# Using Purigen during cycle



## corgifishkeeper (Apr 27, 2018)

Hi guys, can someone please let me know how does purigen work and If I add it to my filter now, will it affect my cycling? I been cycling my tank for almost 3 weeks now, my ammonia and nitrite level is pretty constant both at around 0.5 - 1 PPM, and I just starting to see low level of nitrate (less than 5 PPM). I had alot of plants in the tank and I added some cholla wood and it tans my water (triple boiled before i add them). I got some purigen to help polish my water, but I want to make sure it wont affect my cycling if I add them to my filter now.


----------



## Fishtanks (Nov 21, 2016)

Even with or without the Purigen in place, The tank will cycle. Purigen can be used to remove organic waste from the water.


----------



## Deanna (Feb 15, 2017)

I would not use Purigen until you have fish in the tank. Purigen removes the same nitrogenous products that your BB live on. If you don't have fish in the tank yet, you have to keep adding pure ammonia in order to keep the BB alive.


----------



## brothermichigan (Sep 5, 2017)

Deanna said:


> I would not use Purigen until you have fish in the tank. Purigen removes the same nitrogenous products that your BB live on. If you don't have fish in the tank yet, you have to keep adding pure ammonia in order to keep the BB alive.


This is actually a bit misleading, at least according to Purigen's described function. It will remove nitrogen _producing_ compounds, but not the nitrogenous compounds themselves (i.e. the ammonia and nitrite.) 

If you are doing a fishless cycle, Purigen won't affect the cycle at all.

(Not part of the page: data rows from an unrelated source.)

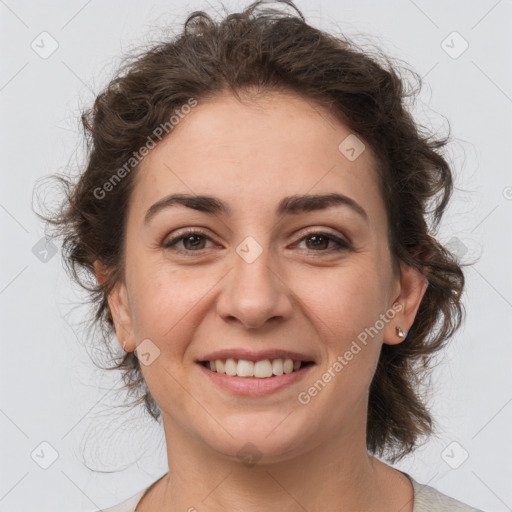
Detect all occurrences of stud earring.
[396,326,406,338]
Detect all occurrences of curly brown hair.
[36,1,470,462]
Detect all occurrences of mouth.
[197,358,315,379]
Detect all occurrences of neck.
[141,406,412,512]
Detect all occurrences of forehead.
[130,92,384,226]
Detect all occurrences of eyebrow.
[144,193,369,225]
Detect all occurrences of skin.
[96,92,428,512]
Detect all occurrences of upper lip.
[197,348,314,362]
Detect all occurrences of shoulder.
[96,487,149,512]
[407,475,483,512]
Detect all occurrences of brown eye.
[164,231,211,252]
[300,232,350,252]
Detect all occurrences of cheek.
[295,263,385,342]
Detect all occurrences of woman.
[39,2,484,512]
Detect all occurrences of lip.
[197,358,315,396]
[196,348,315,363]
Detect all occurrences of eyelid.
[162,227,352,255]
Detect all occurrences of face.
[101,93,425,461]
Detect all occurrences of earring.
[396,326,407,338]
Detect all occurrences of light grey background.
[0,0,512,512]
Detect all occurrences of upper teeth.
[208,358,301,379]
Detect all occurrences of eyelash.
[163,229,351,256]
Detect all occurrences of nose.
[217,242,293,329]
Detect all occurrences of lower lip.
[197,363,314,396]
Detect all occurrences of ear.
[94,260,137,352]
[384,262,428,345]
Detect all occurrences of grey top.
[99,471,483,512]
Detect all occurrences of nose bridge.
[217,237,291,328]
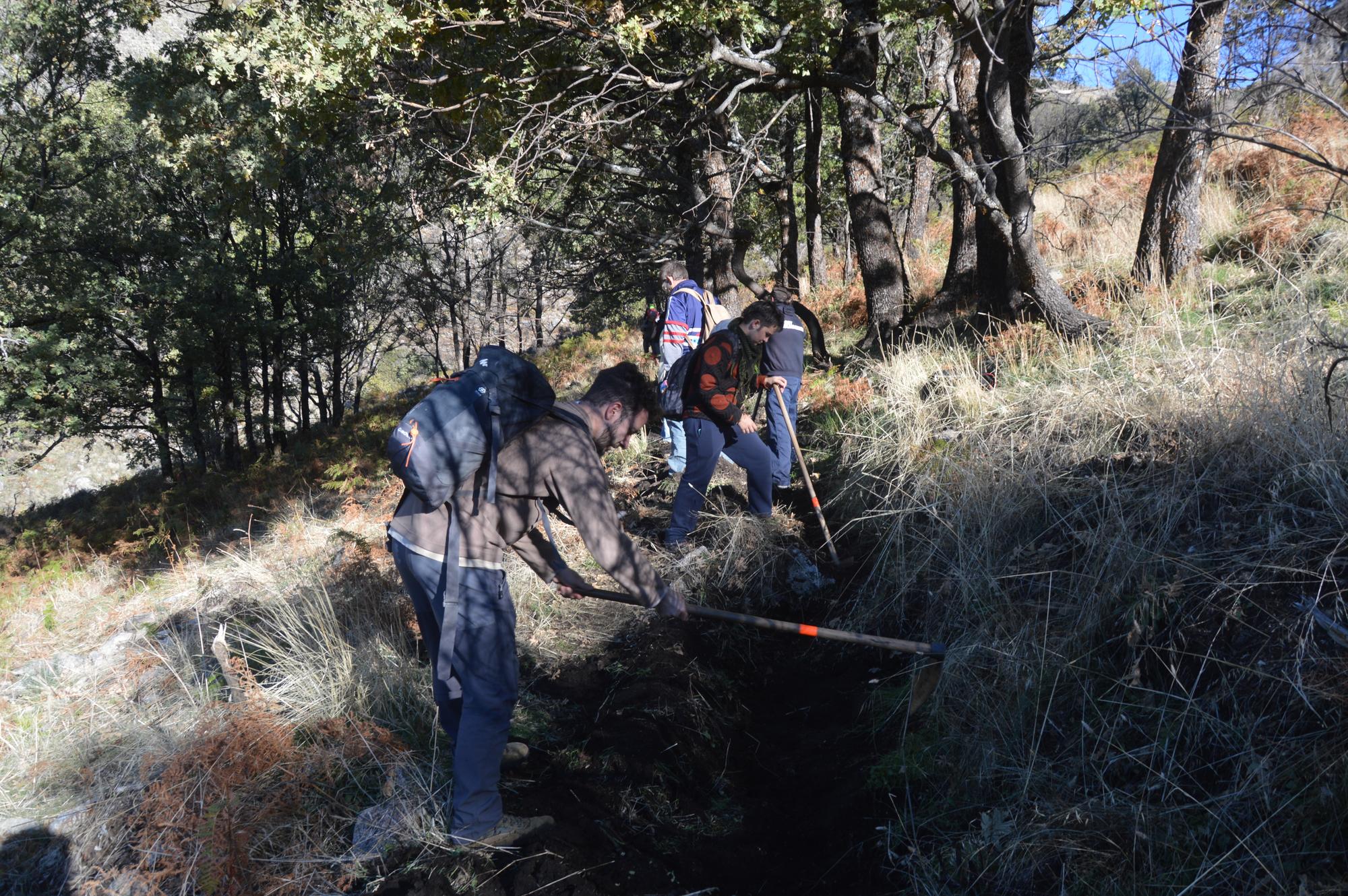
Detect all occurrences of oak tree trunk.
[701,116,740,313]
[834,0,907,342]
[801,88,829,290]
[1132,0,1228,283]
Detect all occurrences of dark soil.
[373,604,900,896]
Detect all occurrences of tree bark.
[903,155,934,257]
[802,88,829,291]
[146,340,173,480]
[834,0,907,342]
[776,119,801,291]
[702,116,740,313]
[214,334,240,470]
[914,39,980,327]
[239,342,257,458]
[328,337,346,427]
[954,0,1108,337]
[903,22,953,257]
[1132,0,1228,283]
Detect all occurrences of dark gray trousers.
[390,532,519,841]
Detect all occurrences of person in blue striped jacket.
[655,260,720,476]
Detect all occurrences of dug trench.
[371,577,907,896]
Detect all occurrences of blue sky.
[1057,0,1190,86]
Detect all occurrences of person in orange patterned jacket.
[665,302,786,547]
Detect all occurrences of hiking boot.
[501,741,528,772]
[470,815,553,849]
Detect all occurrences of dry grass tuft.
[829,290,1348,893]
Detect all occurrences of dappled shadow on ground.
[0,404,396,575]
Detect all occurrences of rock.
[345,796,431,861]
[121,613,159,632]
[786,551,834,594]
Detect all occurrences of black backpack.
[386,345,557,504]
[661,346,702,418]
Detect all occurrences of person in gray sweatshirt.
[763,286,805,489]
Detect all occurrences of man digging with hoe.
[388,361,687,847]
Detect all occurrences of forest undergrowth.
[0,136,1348,896]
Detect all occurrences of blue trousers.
[763,376,801,488]
[665,420,687,476]
[665,416,772,544]
[388,534,519,842]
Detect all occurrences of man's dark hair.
[740,299,783,330]
[581,361,661,420]
[661,260,687,284]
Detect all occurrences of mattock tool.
[580,587,945,713]
[772,385,836,563]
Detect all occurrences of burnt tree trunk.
[956,0,1108,337]
[776,121,801,291]
[801,88,829,290]
[701,116,740,313]
[915,40,980,327]
[1132,0,1227,283]
[903,23,953,257]
[834,0,907,344]
[146,338,173,480]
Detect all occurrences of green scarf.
[727,318,763,396]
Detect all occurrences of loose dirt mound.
[364,601,900,896]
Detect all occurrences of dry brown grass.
[828,290,1348,893]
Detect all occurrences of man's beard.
[594,416,627,454]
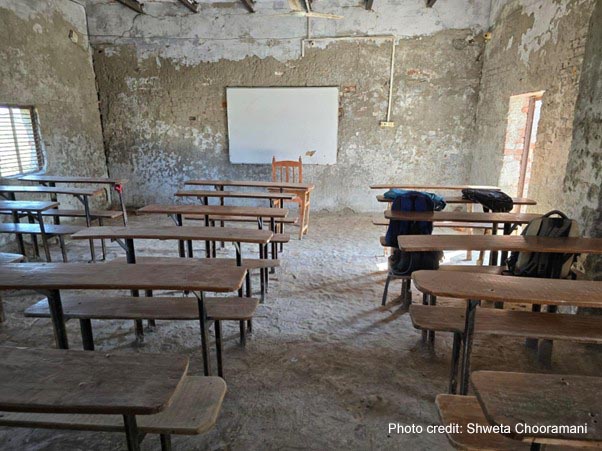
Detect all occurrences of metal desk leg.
[460,300,479,395]
[47,290,69,349]
[123,415,140,451]
[38,212,52,262]
[197,291,211,376]
[125,238,144,343]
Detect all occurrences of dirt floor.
[0,212,602,451]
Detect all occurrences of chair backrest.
[272,157,303,183]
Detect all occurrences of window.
[0,105,44,177]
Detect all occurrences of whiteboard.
[226,87,339,164]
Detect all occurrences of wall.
[0,0,107,200]
[564,0,602,280]
[471,0,595,215]
[83,0,489,211]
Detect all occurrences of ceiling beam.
[117,0,144,14]
[241,0,255,13]
[180,0,201,13]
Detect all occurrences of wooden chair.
[272,157,310,239]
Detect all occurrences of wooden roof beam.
[241,0,255,13]
[117,0,144,14]
[180,0,201,13]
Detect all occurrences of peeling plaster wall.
[88,0,489,211]
[0,0,107,198]
[564,0,602,280]
[471,0,595,215]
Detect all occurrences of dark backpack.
[462,189,514,213]
[385,191,443,275]
[506,210,579,279]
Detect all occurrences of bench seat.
[435,395,530,451]
[110,257,280,270]
[410,305,602,343]
[184,215,297,224]
[372,222,493,230]
[0,222,83,235]
[0,376,226,435]
[24,296,259,321]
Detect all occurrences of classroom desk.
[376,194,537,205]
[370,183,500,191]
[19,175,127,225]
[0,346,188,450]
[471,371,602,449]
[0,200,59,261]
[412,271,602,394]
[0,185,104,261]
[0,263,246,349]
[397,235,602,254]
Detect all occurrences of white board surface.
[226,87,339,164]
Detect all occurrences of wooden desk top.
[19,175,127,185]
[370,183,500,191]
[471,371,602,443]
[71,225,274,244]
[385,210,541,224]
[397,235,602,254]
[175,190,295,200]
[0,200,59,213]
[184,180,315,191]
[0,347,188,415]
[0,263,246,293]
[0,185,104,196]
[412,271,602,308]
[376,194,537,205]
[138,204,288,218]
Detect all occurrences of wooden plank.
[184,180,315,191]
[0,252,25,265]
[24,296,259,321]
[376,194,537,205]
[0,200,59,213]
[471,371,602,442]
[109,257,280,269]
[138,204,288,218]
[435,395,530,451]
[0,376,226,435]
[385,210,541,224]
[72,225,274,244]
[19,175,127,185]
[0,263,246,292]
[0,185,104,196]
[0,222,83,235]
[370,183,500,191]
[410,305,602,343]
[0,347,188,415]
[397,235,602,254]
[175,190,295,200]
[412,271,602,308]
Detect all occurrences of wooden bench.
[24,296,259,376]
[435,395,530,451]
[0,222,82,263]
[0,376,226,451]
[410,305,602,393]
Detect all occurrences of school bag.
[506,210,579,279]
[462,189,514,213]
[385,191,443,275]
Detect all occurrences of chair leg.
[381,273,392,305]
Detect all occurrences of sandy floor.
[0,212,602,451]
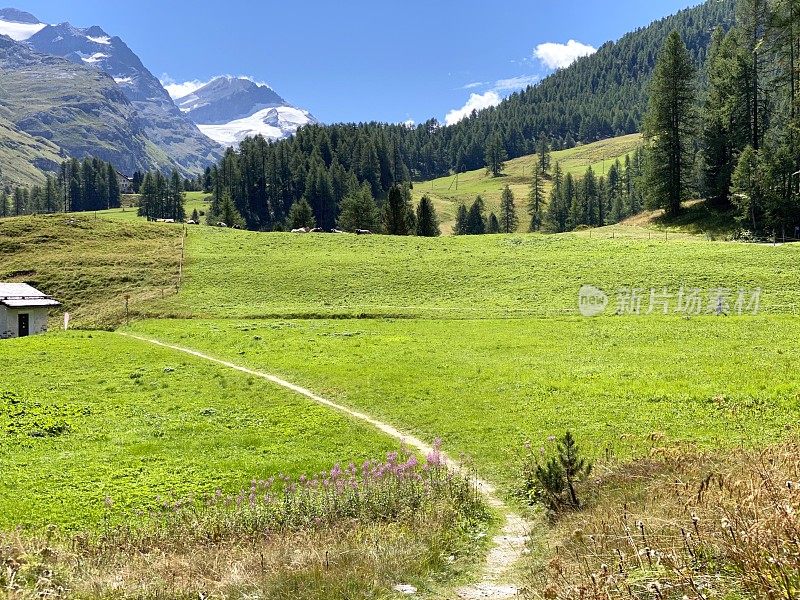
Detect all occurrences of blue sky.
[10,0,699,123]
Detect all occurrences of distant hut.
[0,283,61,339]
[115,171,133,194]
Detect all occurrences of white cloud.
[161,73,272,100]
[492,75,540,93]
[533,40,597,70]
[444,91,501,125]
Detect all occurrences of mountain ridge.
[175,76,317,147]
[26,23,220,174]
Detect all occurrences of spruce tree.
[500,185,519,233]
[337,182,381,231]
[536,136,551,175]
[286,198,317,229]
[169,170,186,221]
[417,196,441,237]
[645,31,696,215]
[383,184,413,235]
[107,163,122,208]
[453,204,468,235]
[485,134,508,177]
[464,196,486,235]
[528,169,544,232]
[487,212,500,233]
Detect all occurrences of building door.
[17,314,31,337]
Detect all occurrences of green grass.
[414,134,641,234]
[97,192,211,225]
[0,213,183,327]
[144,227,800,318]
[0,332,396,530]
[0,110,64,187]
[128,316,800,486]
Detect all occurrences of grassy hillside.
[97,192,211,224]
[130,315,800,487]
[141,227,800,318]
[0,213,183,327]
[414,134,641,234]
[0,112,64,187]
[0,332,396,530]
[0,217,800,598]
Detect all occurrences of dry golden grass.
[529,442,800,600]
[0,515,467,600]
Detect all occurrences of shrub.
[519,431,592,512]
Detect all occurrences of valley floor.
[0,218,800,598]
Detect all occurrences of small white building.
[0,283,61,340]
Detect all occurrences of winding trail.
[118,332,530,600]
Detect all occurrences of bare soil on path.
[120,332,531,600]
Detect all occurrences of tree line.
[139,171,188,221]
[0,158,121,217]
[644,0,800,237]
[200,0,734,231]
[454,139,646,235]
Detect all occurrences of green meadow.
[147,227,800,318]
[0,332,397,530]
[128,315,800,490]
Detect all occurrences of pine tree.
[485,134,508,177]
[286,198,317,229]
[417,196,442,237]
[544,163,572,233]
[528,169,544,232]
[337,182,381,231]
[487,212,500,234]
[383,185,414,235]
[500,185,519,233]
[732,146,766,233]
[138,173,157,221]
[169,171,186,221]
[645,31,696,215]
[464,196,486,235]
[453,204,468,235]
[12,187,25,217]
[536,136,551,175]
[107,163,122,208]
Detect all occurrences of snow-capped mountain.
[175,77,317,147]
[25,18,220,173]
[0,8,47,42]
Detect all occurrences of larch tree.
[500,185,519,233]
[528,169,544,232]
[485,134,508,177]
[644,31,697,215]
[416,196,442,237]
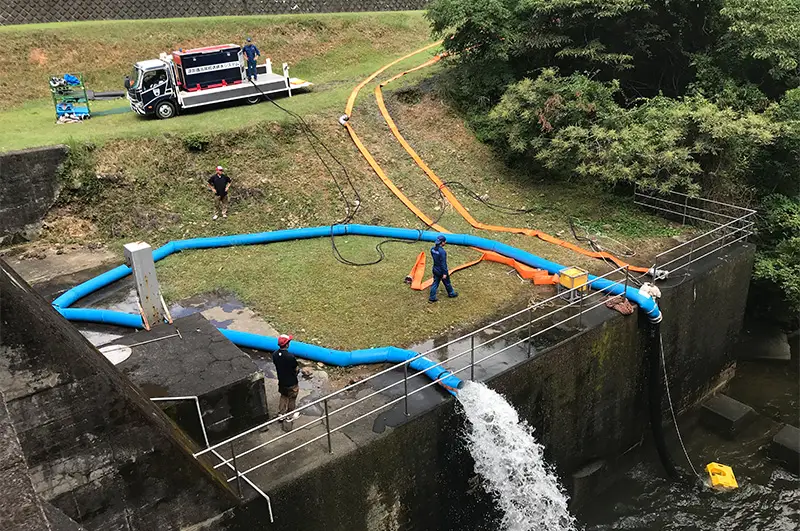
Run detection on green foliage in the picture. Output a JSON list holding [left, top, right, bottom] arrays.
[[428, 0, 800, 316], [720, 0, 800, 83], [485, 70, 780, 195], [182, 132, 211, 152], [754, 194, 800, 315], [58, 141, 103, 203]]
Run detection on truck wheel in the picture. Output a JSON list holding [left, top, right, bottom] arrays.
[[156, 101, 175, 120]]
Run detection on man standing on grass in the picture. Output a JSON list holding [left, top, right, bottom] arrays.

If you are doing a fish-in cycle, Purigen will remove some of the organic compounds from the water that will produce nitrogenous compounds as they decay, but I don't think it is effective enough to stop or even slow the cycle (else we'd just run Purigen in our filters and skip all of this beneficial bacteria nonsense.)


----------



## houseofcards (Mar 21, 2009)

Yes the tank will cycle no problem with purigen, carbon, massive water changes, etc, etc. etc. People worry way too much about the cycle and adding fish too quickly. Especially in a planted tank there is BB everywhere and eventually most of it is in the tank not in the filter. 

What purigen, carbon does is it removes some of the waste since the bio-filter is too immature to do so in the beginning. once the BB matures and the plants grow in you usually don't need purigen or carbon and the water changes are enough. 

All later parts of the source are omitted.